Meta-Research Innovation Center at Stanford (METRICS), Stanford University, Stanford, California, United States
DOI
10.7287/peerj.preprints.1968v3
Subject Areas
Computational Biology, Evolutionary Studies, Science Policy, Statistics, Computational Science
Keywords
soft science, hard science, philosophy of science, research misconduct, questionable research practices, reproducibility, pseudo-science, positivism, falsification, relativism
Copyright
© 2017 Fanelli
Licence
This is an open access article distributed under the terms of the Creative Commons Attribution License, which permits unrestricted use, distribution, reproduction and adaptation in any medium and for any purpose provided that it is properly attributed. For attribution, the original author(s), title, publication source (PeerJ Preprints) and either DOI or URL of the article must be cited.
Cite this article
Fanelli D. 2017. A mathematical theory of knowledge, science, bias and pseudoscience. PeerJ Preprints 5:e1968v3

Abstract

This essay proposes mathematical answers to meta-scientific questions including "how much knowledge is produced by research?", "how rapidly is a field making progress?", "what is the expected reproducibility of a result?", "what do we mean by soft science?", "what demarcates a pseudoscience?", and many others.

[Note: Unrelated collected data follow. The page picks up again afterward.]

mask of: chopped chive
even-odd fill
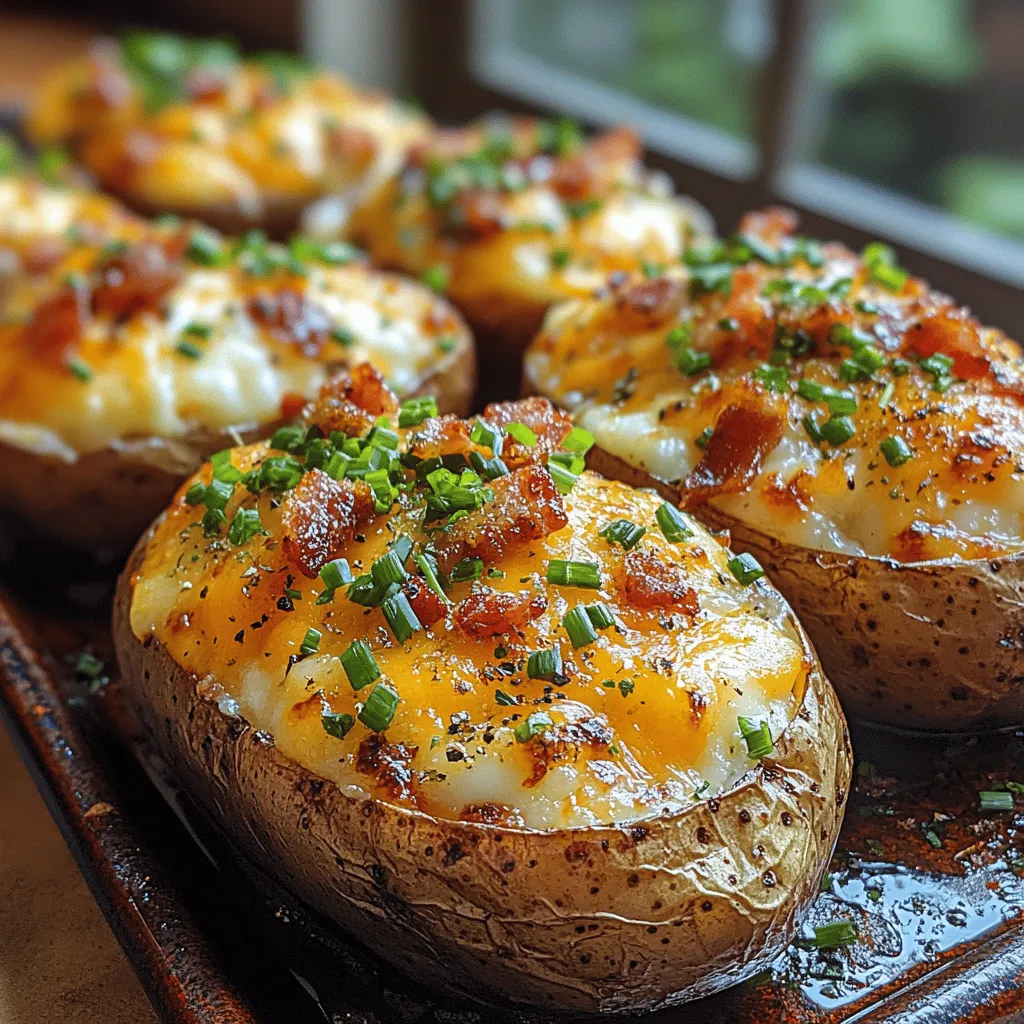
[[[672,349],[689,348],[692,339],[693,324],[676,324],[676,326],[665,335],[665,344]]]
[[[353,690],[361,690],[380,678],[380,668],[365,640],[353,640],[349,644],[342,652],[341,667]]]
[[[82,651],[75,662],[75,675],[95,679],[103,671],[103,662],[89,651]]]
[[[578,473],[574,473],[553,459],[548,460],[548,472],[551,474],[551,479],[554,480],[559,494],[568,494],[579,476]]]
[[[782,392],[789,383],[789,370],[785,366],[762,363],[755,367],[754,379],[759,380],[769,391]]]
[[[896,394],[896,382],[889,381],[888,384],[882,388],[882,393],[878,397],[878,408],[888,409],[889,403],[892,401],[892,396]]]
[[[494,702],[502,705],[502,707],[512,707],[514,704],[518,704],[519,701],[510,693],[506,693],[504,690],[494,691]]]
[[[553,249],[551,252],[551,266],[555,270],[563,270],[571,259],[572,253],[568,249]]]
[[[814,418],[811,413],[808,413],[803,418],[804,430],[807,431],[807,436],[815,443],[821,444],[825,440],[825,435],[821,432],[821,427],[818,426],[818,421]]]
[[[693,530],[690,529],[685,516],[667,501],[661,503],[658,511],[654,513],[654,518],[658,521],[662,536],[670,544],[679,544],[693,536]]]
[[[437,567],[437,560],[434,556],[424,552],[413,555],[412,559],[419,566],[420,572],[423,573],[427,586],[441,599],[441,603],[445,605],[451,604],[448,600],[448,595],[444,592],[444,587],[441,586],[441,580],[438,577],[440,570]]]
[[[299,654],[316,654],[317,649],[320,647],[320,639],[323,633],[319,629],[314,629],[312,626],[306,630],[306,635],[302,638],[302,643],[299,644]]]
[[[270,447],[282,452],[294,452],[306,440],[306,428],[295,424],[278,427],[270,438]]]
[[[469,453],[469,461],[485,480],[497,480],[499,476],[509,475],[508,466],[497,455],[485,459],[479,452],[473,451]]]
[[[615,616],[603,601],[586,605],[586,610],[594,629],[611,629],[615,625]]]
[[[978,794],[978,805],[983,811],[1012,811],[1013,794],[1005,790],[982,790]]]
[[[240,508],[228,527],[228,541],[236,547],[247,544],[258,533],[266,534],[256,508]]]
[[[905,377],[910,373],[910,363],[906,359],[894,359],[889,365],[894,377]]]
[[[404,401],[398,410],[400,427],[418,427],[424,420],[437,415],[437,400],[431,395],[421,395]]]
[[[760,761],[772,752],[772,734],[767,722],[755,722],[753,719],[744,718],[742,715],[737,719],[740,727],[740,734],[747,745],[747,756],[754,761]]]
[[[505,432],[501,427],[488,423],[486,420],[477,420],[469,432],[469,439],[474,444],[490,448],[492,455],[500,455],[505,445]]]
[[[623,697],[628,697],[636,689],[636,683],[632,679],[620,679],[619,680],[619,693]]]
[[[586,455],[594,447],[594,435],[582,427],[573,427],[562,442],[562,447],[576,455]]]
[[[389,551],[386,555],[375,558],[370,566],[370,575],[381,590],[386,590],[392,583],[401,583],[409,576],[405,571],[405,560],[397,551]]]
[[[441,263],[435,263],[423,271],[420,280],[432,291],[443,294],[448,287],[448,269]]]
[[[749,587],[751,583],[759,580],[764,575],[761,563],[749,551],[744,551],[743,554],[730,558],[728,565],[729,572],[745,587]]]
[[[599,536],[604,537],[609,544],[621,545],[623,551],[631,551],[646,532],[646,526],[637,526],[628,519],[615,519],[600,531]]]
[[[72,359],[68,362],[68,372],[74,374],[83,384],[88,384],[93,378],[92,367],[81,359]]]
[[[534,736],[552,728],[554,724],[550,715],[543,711],[534,711],[515,727],[513,733],[520,743],[529,743]]]
[[[600,587],[601,569],[597,562],[553,558],[548,562],[547,581],[563,587]]]
[[[325,711],[320,716],[320,724],[328,736],[343,740],[356,724],[356,720],[346,711]]]
[[[537,443],[537,435],[525,423],[509,423],[505,427],[505,433],[527,448],[532,448]]]
[[[945,377],[953,369],[953,360],[941,352],[933,352],[921,360],[921,369],[936,377]]]
[[[857,941],[857,928],[852,921],[829,921],[814,926],[811,945],[818,949],[838,949]]]
[[[204,267],[221,267],[229,258],[221,245],[220,236],[206,228],[192,232],[185,256],[193,263],[200,263]]]
[[[484,560],[482,558],[463,558],[452,566],[448,578],[452,583],[468,583],[471,580],[478,580],[484,574]]]
[[[695,377],[711,367],[711,353],[684,348],[676,359],[676,369],[687,377]]]
[[[378,683],[366,698],[359,721],[373,732],[385,732],[395,718],[398,707],[398,691],[387,683]]]
[[[220,528],[228,521],[228,517],[224,515],[224,511],[219,508],[207,507],[206,512],[203,513],[203,518],[200,523],[203,527],[204,537],[219,537]]]
[[[826,420],[819,429],[821,436],[837,448],[846,444],[857,433],[857,428],[849,416],[834,416],[832,419]]]
[[[335,558],[328,562],[320,570],[320,579],[324,585],[331,590],[352,582],[352,570],[349,568],[347,558]]]
[[[597,630],[594,629],[594,624],[590,621],[587,609],[581,604],[570,608],[562,616],[562,625],[565,626],[565,631],[569,634],[569,640],[577,651],[581,647],[592,644],[597,639]]]
[[[194,338],[209,338],[213,333],[213,324],[200,324],[193,321],[190,324],[185,324],[181,329],[182,334],[191,334]]]
[[[801,398],[806,398],[809,402],[820,402],[825,397],[825,389],[815,380],[809,380],[807,377],[801,377],[797,381],[796,393]]]
[[[707,451],[708,445],[711,444],[711,438],[715,436],[714,427],[705,427],[696,438],[693,443],[703,452]]]
[[[193,484],[185,492],[185,504],[186,505],[200,505],[206,500],[206,484],[196,483]]]
[[[885,456],[885,461],[893,467],[902,466],[914,457],[910,445],[898,434],[887,437],[878,448]]]
[[[180,356],[184,356],[186,359],[200,359],[203,355],[203,350],[198,346],[194,345],[191,341],[179,341],[174,346],[174,351]]]
[[[351,348],[356,343],[356,336],[347,327],[332,327],[330,338],[342,348]]]
[[[409,598],[401,591],[381,601],[380,610],[400,644],[404,644],[413,633],[423,628],[423,624],[412,610],[412,605],[409,604]]]
[[[561,648],[549,647],[543,651],[532,651],[526,659],[526,675],[529,679],[556,682],[562,675]]]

From two simple postulates - 1) information is finite; 2) knowledge is information compression - we derive a function \(K(y;x\tau)=\frac{T(y)-T(y|x \tau)}{(T(y)+T(x)+T(\tau)}\), in which the total information \(T()\) contained in an explanandum \(y\) is lossless or lossy compressed via an explanans composed of an information input \(x\) and a "theory" component \(\tau\). The latter is a factor that conditions the relationship between \(y\) and \(x\), with an information "cost" equivalent to the description length of the relationship itself. This function is proposed as a simple and universal tool to understand and analyse knowledge dynamics, scientific or otherwise. Soft sciences are shown to be simply fields that yield relatively low K values. Bias turns out to be information that is concealed in methodological choices, thereby reducing K. Disciplines typically classified as pseudosciences are suggested to be sciences that suffer from extreme bias: their informational input is greater than their output, yielding \(K(y;x\tau) < 0\). The essay derives numerous general results, some of which may be counter-intuitive. For example, it suggests that reproducibility failures are inevitable, and that the value of publishing negative results may vary across fields and within a field over time. Therefore, there may be conditions in which the costs of reproducible research practices such as publishing negative results and sharing data may outweigh the benefits. The theory makes several testable predictions concerning science and cognition in general, and it may have numerous applications that future research could develop, test and implement to foster progress on all frontiers of knowledge.

Author Comment

This is a substantially updated and expanded version of the manuscript. It includes multiple new results in addition to various adjustments and clarifications of previous ones. Many more examples are offered throughout, and there is an entirely new section illustrating how the K function may quantify all forms of knowledge and biological adaptation. This new section and most mathematical details have been placed in a Supporting Information section at the end of the manuscript.